“I am an optimist,” proclaimed Ban Ki-moon, the new secretary-general of the United Nations, in his introductory speech to the General Assembly last Friday. He will certainly fit right in. What has taken place at Turtle Bay over the past six weeks represents nothing so much as the triumph of optimism over sanity. In late August, the U.N. Security Council passed a resolution calling for peacekeepers to deploy to Darfur to stop a genocide that has claimed some 400,000 lives over the last three years. But the resolution contained a cruel catch: an implicit promise that no peacekeepers would enterDarfur without the approval of Sudan’s leaders. This was optimistic logic, to say the least, since it is widely known that Sudan’s leaders are the very same people who have orchestrated the Darfur genocide; and what genocidaire would, given a choice, invite foreign troops to enter his country to bring a halt to his evil work? As a result, it probably should not have surprised anyone when Sudan offered a blunt response to the U.N.’s entreaties: No. Yet the optimists were not done trying, and, six weeks later, they are still at it—urging, begging, cajoling the thugs who rule Sudan to please allow U.N. troops to enter Darfur. Still, the thugs say no. Still, the pleading of the diplomats goes on. This is optimism, of a sort. It is also—excuse our lack of diplomacy— utter madness.
Meanwhile, in the real world, where Darfuris live, things continue to get worse. Consider recent events in an area of southern Darfur called Buram. There, in late August, Arab militiamen from the Habbania tribe attacked 45 villages, killing several hundred civilians. The villages were burned and looted and their residents forced to scatter. “Reportedly, women and children were thrown into burning dwellings as they attempted to flee,” according to a recent U.N. report. “Children as young as three years old, including the daughter of an interviewee, were killed in this manner.” But that, apparently, was not enough. After the initial round of attacks, militia from another Arab tribe—the Fallata— attacked those fleeing the carnage, causing “the displaced population to scatter even further” and “hampering efforts to deliver aid to those affected.” As a result, one eyewitness told the U.N., “Most of our people are hiding in the bushes.” Concerning Khartoum’s role, the U.N. report left little doubt: “Government knowledge, if not complicity, in the attacks is almost certain.”
If this scene—African children being tossed into burning dwellings by Arab militiamen almost certainly backed by the Sudanese government—has a familiar ring, it should. Identical scenes have been unfolding across Darfur for three years. And, for three years, every proposed solution that has received a respectable airing in the international community has involved obtaining the consent of the murderers themselves. No wonder not one of these so-called solutions has worked.

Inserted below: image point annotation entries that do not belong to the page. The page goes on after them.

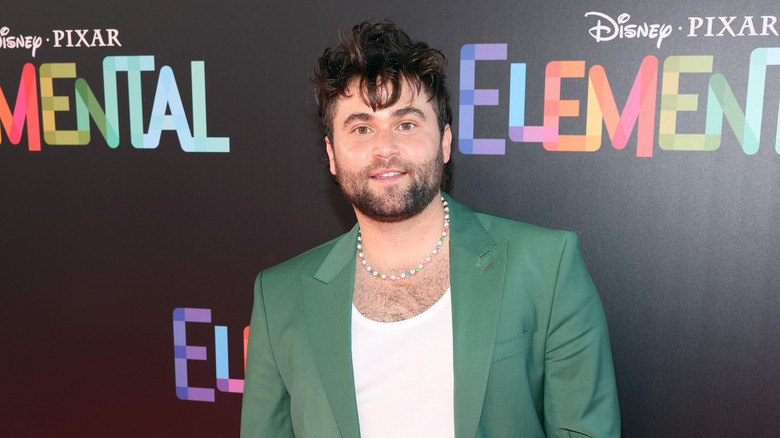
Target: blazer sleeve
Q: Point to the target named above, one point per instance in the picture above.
(580, 394)
(265, 411)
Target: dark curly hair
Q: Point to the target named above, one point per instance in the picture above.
(381, 57)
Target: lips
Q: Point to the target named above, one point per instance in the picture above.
(387, 174)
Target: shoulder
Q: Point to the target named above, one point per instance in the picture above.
(517, 234)
(323, 259)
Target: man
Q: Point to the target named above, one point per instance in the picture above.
(427, 319)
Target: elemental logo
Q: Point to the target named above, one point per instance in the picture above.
(640, 106)
(183, 353)
(106, 117)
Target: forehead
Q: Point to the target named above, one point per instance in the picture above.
(356, 99)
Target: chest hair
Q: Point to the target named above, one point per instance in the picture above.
(397, 300)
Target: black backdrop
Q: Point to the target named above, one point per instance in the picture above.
(100, 245)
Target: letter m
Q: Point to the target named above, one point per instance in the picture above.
(26, 109)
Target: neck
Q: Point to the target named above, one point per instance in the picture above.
(399, 244)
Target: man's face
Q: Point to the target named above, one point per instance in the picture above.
(389, 162)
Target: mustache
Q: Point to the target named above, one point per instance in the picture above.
(387, 163)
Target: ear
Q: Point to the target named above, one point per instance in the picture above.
(331, 156)
(446, 143)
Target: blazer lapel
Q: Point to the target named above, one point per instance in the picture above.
(477, 267)
(328, 303)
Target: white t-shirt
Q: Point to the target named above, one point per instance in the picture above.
(403, 374)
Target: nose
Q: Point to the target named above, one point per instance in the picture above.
(385, 144)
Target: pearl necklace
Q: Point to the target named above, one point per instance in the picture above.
(414, 269)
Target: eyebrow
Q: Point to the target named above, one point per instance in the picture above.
(401, 112)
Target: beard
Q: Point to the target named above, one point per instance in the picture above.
(393, 204)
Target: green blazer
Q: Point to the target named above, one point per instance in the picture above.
(531, 350)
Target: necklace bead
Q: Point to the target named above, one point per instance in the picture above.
(416, 268)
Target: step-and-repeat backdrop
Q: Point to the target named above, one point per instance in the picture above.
(155, 155)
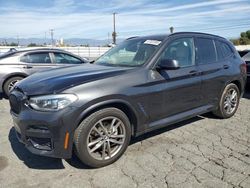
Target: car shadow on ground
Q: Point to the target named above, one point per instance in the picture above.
(247, 92)
(45, 163)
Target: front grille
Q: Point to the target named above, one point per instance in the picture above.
(15, 103)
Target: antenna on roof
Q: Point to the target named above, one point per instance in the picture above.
(171, 29)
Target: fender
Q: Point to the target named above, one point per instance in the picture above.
(91, 108)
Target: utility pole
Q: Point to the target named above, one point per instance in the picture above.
(114, 32)
(51, 34)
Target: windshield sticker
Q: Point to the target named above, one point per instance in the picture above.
(153, 42)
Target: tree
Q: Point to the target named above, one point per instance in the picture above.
(243, 40)
(243, 34)
(32, 45)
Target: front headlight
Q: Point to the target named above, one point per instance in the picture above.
(52, 102)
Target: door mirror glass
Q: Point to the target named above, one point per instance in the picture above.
(169, 64)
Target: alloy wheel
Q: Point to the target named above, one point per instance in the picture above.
(106, 138)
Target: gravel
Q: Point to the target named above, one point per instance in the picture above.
(201, 152)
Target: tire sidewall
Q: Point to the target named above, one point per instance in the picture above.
(88, 123)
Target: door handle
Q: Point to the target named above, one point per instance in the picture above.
(193, 73)
(27, 67)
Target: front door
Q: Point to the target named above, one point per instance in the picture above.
(178, 90)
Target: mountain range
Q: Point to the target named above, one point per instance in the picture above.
(70, 41)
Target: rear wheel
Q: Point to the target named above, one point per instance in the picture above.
(229, 102)
(102, 137)
(10, 83)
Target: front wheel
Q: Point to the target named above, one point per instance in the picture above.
(102, 137)
(229, 102)
(10, 83)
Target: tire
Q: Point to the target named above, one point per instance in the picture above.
(8, 85)
(223, 110)
(94, 134)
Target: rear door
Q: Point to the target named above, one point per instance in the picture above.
(177, 90)
(34, 62)
(246, 58)
(213, 68)
(63, 59)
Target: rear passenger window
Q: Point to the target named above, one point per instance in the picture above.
(223, 50)
(205, 51)
(36, 58)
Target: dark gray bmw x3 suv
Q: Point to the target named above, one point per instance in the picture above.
(140, 85)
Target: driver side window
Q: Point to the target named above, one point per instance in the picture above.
(181, 50)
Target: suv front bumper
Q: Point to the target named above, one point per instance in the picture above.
(46, 133)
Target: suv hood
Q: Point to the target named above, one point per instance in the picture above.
(57, 80)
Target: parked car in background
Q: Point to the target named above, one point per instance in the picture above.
(245, 55)
(16, 65)
(140, 85)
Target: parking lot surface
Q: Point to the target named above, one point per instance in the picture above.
(201, 152)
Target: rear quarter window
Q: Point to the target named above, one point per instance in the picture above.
(223, 49)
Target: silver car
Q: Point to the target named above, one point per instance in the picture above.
(16, 65)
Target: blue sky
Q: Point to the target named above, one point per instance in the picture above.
(93, 18)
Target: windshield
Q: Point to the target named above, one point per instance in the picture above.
(132, 53)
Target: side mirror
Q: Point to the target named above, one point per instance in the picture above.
(168, 64)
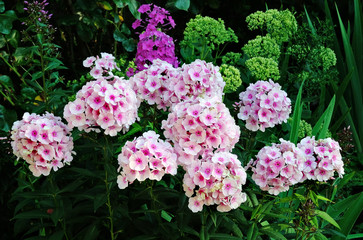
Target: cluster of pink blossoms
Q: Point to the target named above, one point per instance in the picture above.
(263, 105)
(283, 165)
(152, 83)
(217, 179)
(166, 86)
(101, 67)
(277, 167)
(146, 157)
(322, 159)
(111, 105)
(200, 126)
(42, 141)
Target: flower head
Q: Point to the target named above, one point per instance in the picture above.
(146, 157)
(42, 141)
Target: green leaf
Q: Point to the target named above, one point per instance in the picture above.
(33, 214)
(252, 232)
(6, 81)
(133, 7)
(99, 200)
(119, 36)
(223, 236)
(312, 28)
(167, 216)
(353, 209)
(296, 116)
(7, 118)
(356, 80)
(327, 218)
(354, 236)
(325, 120)
(272, 233)
(182, 4)
(13, 38)
(125, 29)
(6, 21)
(84, 32)
(105, 5)
(57, 236)
(2, 6)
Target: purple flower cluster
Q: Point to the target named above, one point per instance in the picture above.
(282, 165)
(42, 141)
(216, 179)
(263, 105)
(146, 157)
(110, 105)
(156, 17)
(166, 86)
(153, 43)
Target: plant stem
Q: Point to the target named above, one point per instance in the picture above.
(202, 229)
(108, 203)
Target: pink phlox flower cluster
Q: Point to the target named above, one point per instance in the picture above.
(200, 126)
(197, 79)
(264, 105)
(151, 84)
(217, 179)
(101, 67)
(166, 86)
(154, 44)
(42, 141)
(156, 17)
(146, 157)
(110, 105)
(323, 158)
(277, 167)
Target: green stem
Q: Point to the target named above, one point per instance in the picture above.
(7, 98)
(202, 229)
(12, 68)
(54, 195)
(108, 190)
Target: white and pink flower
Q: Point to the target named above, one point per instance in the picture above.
(195, 128)
(212, 181)
(277, 167)
(263, 105)
(146, 157)
(42, 141)
(109, 105)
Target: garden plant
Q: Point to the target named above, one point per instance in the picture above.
(175, 119)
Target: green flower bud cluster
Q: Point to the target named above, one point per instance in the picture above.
(263, 68)
(323, 57)
(315, 61)
(207, 29)
(232, 77)
(266, 50)
(203, 37)
(263, 47)
(232, 58)
(280, 25)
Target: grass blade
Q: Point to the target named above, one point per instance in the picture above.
(324, 120)
(296, 116)
(355, 82)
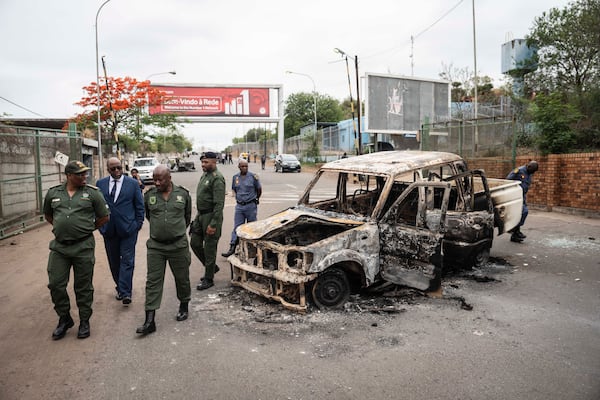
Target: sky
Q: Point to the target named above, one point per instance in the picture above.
(48, 50)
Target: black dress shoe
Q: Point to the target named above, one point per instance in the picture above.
(84, 329)
(64, 323)
(181, 316)
(515, 238)
(149, 325)
(205, 284)
(183, 312)
(229, 252)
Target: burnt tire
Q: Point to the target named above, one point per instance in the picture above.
(481, 257)
(331, 289)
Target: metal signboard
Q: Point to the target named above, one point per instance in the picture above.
(399, 104)
(224, 102)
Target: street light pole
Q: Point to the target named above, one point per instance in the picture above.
(148, 100)
(343, 54)
(100, 161)
(314, 97)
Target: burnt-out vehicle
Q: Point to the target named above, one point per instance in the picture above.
(396, 217)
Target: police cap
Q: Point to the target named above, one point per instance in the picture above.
(76, 167)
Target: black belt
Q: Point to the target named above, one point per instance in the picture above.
(71, 242)
(178, 238)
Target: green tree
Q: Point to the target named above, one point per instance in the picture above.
(568, 58)
(568, 43)
(122, 115)
(555, 119)
(300, 111)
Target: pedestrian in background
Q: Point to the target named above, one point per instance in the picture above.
(169, 211)
(75, 210)
(124, 198)
(522, 174)
(206, 228)
(136, 175)
(247, 190)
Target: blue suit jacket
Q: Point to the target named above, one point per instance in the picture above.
(127, 213)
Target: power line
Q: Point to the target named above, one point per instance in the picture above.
(411, 40)
(20, 106)
(438, 20)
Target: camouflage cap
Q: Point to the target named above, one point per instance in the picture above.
(76, 167)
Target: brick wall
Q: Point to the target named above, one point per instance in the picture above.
(563, 180)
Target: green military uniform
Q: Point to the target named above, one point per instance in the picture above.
(168, 241)
(73, 224)
(210, 200)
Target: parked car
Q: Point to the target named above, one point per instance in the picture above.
(177, 164)
(395, 217)
(287, 162)
(145, 167)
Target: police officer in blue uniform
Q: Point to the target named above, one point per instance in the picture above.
(247, 190)
(522, 174)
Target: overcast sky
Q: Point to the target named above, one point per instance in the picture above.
(48, 47)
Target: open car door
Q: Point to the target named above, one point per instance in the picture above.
(411, 234)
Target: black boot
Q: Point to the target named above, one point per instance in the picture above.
(64, 323)
(230, 251)
(84, 329)
(149, 325)
(183, 312)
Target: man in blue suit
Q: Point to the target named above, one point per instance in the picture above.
(126, 203)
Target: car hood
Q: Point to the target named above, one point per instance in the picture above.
(258, 229)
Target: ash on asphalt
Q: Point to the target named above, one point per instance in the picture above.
(236, 307)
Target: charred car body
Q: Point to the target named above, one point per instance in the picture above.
(393, 217)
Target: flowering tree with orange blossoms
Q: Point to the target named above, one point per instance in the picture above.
(122, 104)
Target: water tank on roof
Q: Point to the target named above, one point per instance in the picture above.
(518, 58)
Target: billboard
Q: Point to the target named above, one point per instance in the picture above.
(211, 101)
(399, 104)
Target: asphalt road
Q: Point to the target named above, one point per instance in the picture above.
(532, 331)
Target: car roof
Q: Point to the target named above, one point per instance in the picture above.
(391, 162)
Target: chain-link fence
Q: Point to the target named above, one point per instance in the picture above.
(28, 168)
(493, 137)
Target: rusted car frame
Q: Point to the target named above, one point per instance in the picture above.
(386, 217)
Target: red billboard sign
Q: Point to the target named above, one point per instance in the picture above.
(213, 101)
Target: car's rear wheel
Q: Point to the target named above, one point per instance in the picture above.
(331, 289)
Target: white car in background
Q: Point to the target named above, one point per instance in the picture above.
(145, 167)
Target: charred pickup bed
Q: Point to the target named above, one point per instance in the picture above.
(397, 217)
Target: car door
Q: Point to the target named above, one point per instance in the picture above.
(411, 235)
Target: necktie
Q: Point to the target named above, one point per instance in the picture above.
(113, 190)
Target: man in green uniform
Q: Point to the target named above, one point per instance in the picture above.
(169, 211)
(206, 228)
(75, 210)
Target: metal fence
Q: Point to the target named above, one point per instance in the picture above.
(27, 169)
(490, 137)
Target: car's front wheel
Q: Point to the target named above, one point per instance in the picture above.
(331, 289)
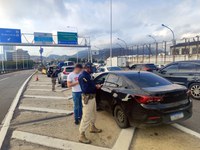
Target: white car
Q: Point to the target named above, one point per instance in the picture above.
(62, 76)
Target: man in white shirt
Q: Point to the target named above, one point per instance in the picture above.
(72, 81)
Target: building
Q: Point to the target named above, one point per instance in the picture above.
(20, 54)
(186, 48)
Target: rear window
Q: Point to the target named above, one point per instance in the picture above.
(145, 80)
(69, 69)
(151, 66)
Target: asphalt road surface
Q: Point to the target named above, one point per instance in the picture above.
(9, 86)
(194, 122)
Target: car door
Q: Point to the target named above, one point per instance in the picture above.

The question now before the West, and Americans in particular, is simple: When will we have had enough of this charade? Will we wait until 600,000 die? 800,000? One million? Is there a magic number at which our moral outrage will suddenly trump our deference to Sudanese sovereignty?
Fortunately, elite American opinion may finally be reaching that point. Several weeks ago, Anthony Lake, one of the architects of U.S. inaction in the Balkans, co-authored an op-ed suggesting that NATO would be justified in using force against Sudan in order to get peacekeepers into Darfur. And even The New York Times editorial page recently contemplated the possibility that NATO might need to push its way into Sudan without permission from Khartoum.
Which is, of course, the only way this genocide is going to end. The sole alternative to using military force against Sudan is to continue our current approach—counting on the good will of Khartoum’s unrepentant killers—and we know how well that has worked thus far. Still, after all these years of murders and rapes and lootings—and after all the roadblocks to peace engineered by Khartoum’s ruling regime—some officials, inexplicably, continue to hold out hope that Sudan’s leaders will suddenly cooperate in their own undoing. The absurdity of this mentality was never more apparent than in a recent U.N. press release that described the Buram massacres. In response to the deaths, the U.N. High Commissioner for Human Rights came up with a bold proposal: Her office, she announced, “is urging the government of Sudan to order an independent investigation into recent militia attacks.” She must be an optimist, too.
This article originally ran in the October 30, 2006 issue of the magazine.